Умрет Денис Иванович, и всего через два (или три - опять неясность с датою) года родится его преемник в комедии Грибоедов. Еще минет четыре года - и явится Пушкин. Еще год - Баратынский. И пойдет, пойдет, пойдет. Три года спустя родится Тютчев, спустя еще шесть - Гоголь, два - Белинский, год - Герцен и Гончаров, два - Лермонтов, три - Сухово-Кобылин и Алексей Толстой, год - Тургенев, три - Достоевский и Некрасов, два - Островский, три - Щедрин, два - Лев Толстой...

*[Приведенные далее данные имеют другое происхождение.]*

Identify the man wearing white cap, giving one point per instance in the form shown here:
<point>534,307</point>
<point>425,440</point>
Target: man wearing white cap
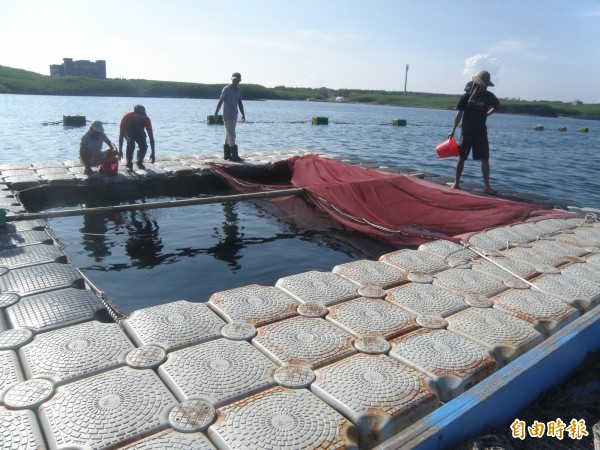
<point>90,149</point>
<point>474,107</point>
<point>231,99</point>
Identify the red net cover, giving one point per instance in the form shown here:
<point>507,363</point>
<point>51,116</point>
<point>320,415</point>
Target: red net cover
<point>396,208</point>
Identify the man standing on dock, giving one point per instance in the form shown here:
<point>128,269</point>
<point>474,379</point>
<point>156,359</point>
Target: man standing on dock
<point>90,148</point>
<point>474,107</point>
<point>132,130</point>
<point>231,98</point>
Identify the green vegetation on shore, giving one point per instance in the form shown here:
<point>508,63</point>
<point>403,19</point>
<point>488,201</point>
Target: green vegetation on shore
<point>17,81</point>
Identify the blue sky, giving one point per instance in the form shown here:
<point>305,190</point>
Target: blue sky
<point>535,50</point>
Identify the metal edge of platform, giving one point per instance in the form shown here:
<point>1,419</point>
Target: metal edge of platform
<point>521,381</point>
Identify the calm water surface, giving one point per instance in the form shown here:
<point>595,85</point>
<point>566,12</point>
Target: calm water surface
<point>156,256</point>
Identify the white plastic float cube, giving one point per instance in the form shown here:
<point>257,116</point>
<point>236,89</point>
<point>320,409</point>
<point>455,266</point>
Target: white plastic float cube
<point>173,325</point>
<point>365,272</point>
<point>312,340</point>
<point>453,362</point>
<point>426,299</point>
<point>380,395</point>
<point>281,418</point>
<point>547,313</point>
<point>581,293</point>
<point>415,261</point>
<point>74,352</point>
<point>324,288</point>
<point>366,316</point>
<point>451,252</point>
<point>220,371</point>
<point>257,305</point>
<point>469,282</point>
<point>506,336</point>
<point>106,410</point>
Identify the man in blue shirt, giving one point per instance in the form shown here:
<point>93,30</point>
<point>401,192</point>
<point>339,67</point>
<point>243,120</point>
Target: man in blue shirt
<point>474,107</point>
<point>231,99</point>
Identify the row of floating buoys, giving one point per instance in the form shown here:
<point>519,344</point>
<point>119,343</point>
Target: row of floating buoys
<point>541,128</point>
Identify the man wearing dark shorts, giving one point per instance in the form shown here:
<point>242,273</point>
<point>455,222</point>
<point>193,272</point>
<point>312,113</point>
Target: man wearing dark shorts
<point>474,107</point>
<point>133,129</point>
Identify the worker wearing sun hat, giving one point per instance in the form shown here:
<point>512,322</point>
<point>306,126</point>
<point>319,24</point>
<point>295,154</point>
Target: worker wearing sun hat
<point>231,99</point>
<point>474,107</point>
<point>90,148</point>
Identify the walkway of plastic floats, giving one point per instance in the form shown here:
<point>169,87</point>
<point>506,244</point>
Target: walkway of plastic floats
<point>416,350</point>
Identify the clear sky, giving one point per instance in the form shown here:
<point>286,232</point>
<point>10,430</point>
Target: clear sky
<point>534,50</point>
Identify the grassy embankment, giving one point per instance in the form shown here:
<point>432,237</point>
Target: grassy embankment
<point>17,81</point>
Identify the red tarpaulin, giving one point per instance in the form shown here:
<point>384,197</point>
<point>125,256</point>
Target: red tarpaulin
<point>397,208</point>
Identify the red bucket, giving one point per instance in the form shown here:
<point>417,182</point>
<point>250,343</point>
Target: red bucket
<point>447,148</point>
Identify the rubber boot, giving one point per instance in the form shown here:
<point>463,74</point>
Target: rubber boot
<point>226,152</point>
<point>234,156</point>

Не в счастливой случайности рождений дело; богатейше одаренные натуры рождаются всегда. Началась непрерывная цепь, звено цепляется за звено, не давая ни на год, ни на миг пропадать в нетях русскому духу и русскому слову, и начальное звено - они, Державин и Фонвизин, первые гении российской словесности.
Не торжественные родоначальники, нет, живые, близкие, ч_и_т_а_е_м_ы_е.
Пушкин писал статью "О ничтожестве литературы русской", а в России были уже не только литераторы прежнего века, но и он сам, его великие современники. Вяземский скептически говорил о русской комедии - от Фонвизина до Грибоедова - как о том, что еще не стало истинным искусством. Всем им казалось: то, что при них, еще не литература, а вот завтра!..
Сегодня мы оглядываемся назад с таким восхищением, какого Денис Иванович и представить себе не мог.
...Сохранилось драгоценное описание самого последнего дня жизни Фонвизина. Оно сделано Иваном Ивановичем Дмитриевым, в ту давнюю пору начинающим чиновником и подающим надежды сочинителем, после ставшим министром и знаменитым стихотворцем.
Прочтем, ничего не пропуская.
"Чрез Державина же я сошелся с Денисом Ивановичем Фон-Визиным. По возвращении из белорусского своего поместья он просил Гаврила Романовича познакомить его со мною. Назначен был день нашего свидания. В шесть часов по полудни приехал Фон-Визин. Увидя его в первый раз, я вздрогнул и почувствовал всю бедность и тщету человеческую. Он вступил в кабинет Державина, поддерживаемый двумя молодыми офицерами из Шкловского кадетского корпуса, приехавшими с ним из Белоруссии. Уже он не мог владеть одною рукою, равно и одна нога одеревенела. Обе поражены были параличом. Говорил с крайним усилием, и каждое слово произносил голосом охриплым и диким; но большие глаза его сверкали. Он приступил ко мне с вопросами о своих сочинениях: знаю ли я Недоросля? читал ли Послание к Шумилову, Лису Казнодейку; перевод его Похвального Слова Марку Аврелию? и так далее; как я нахожу их?"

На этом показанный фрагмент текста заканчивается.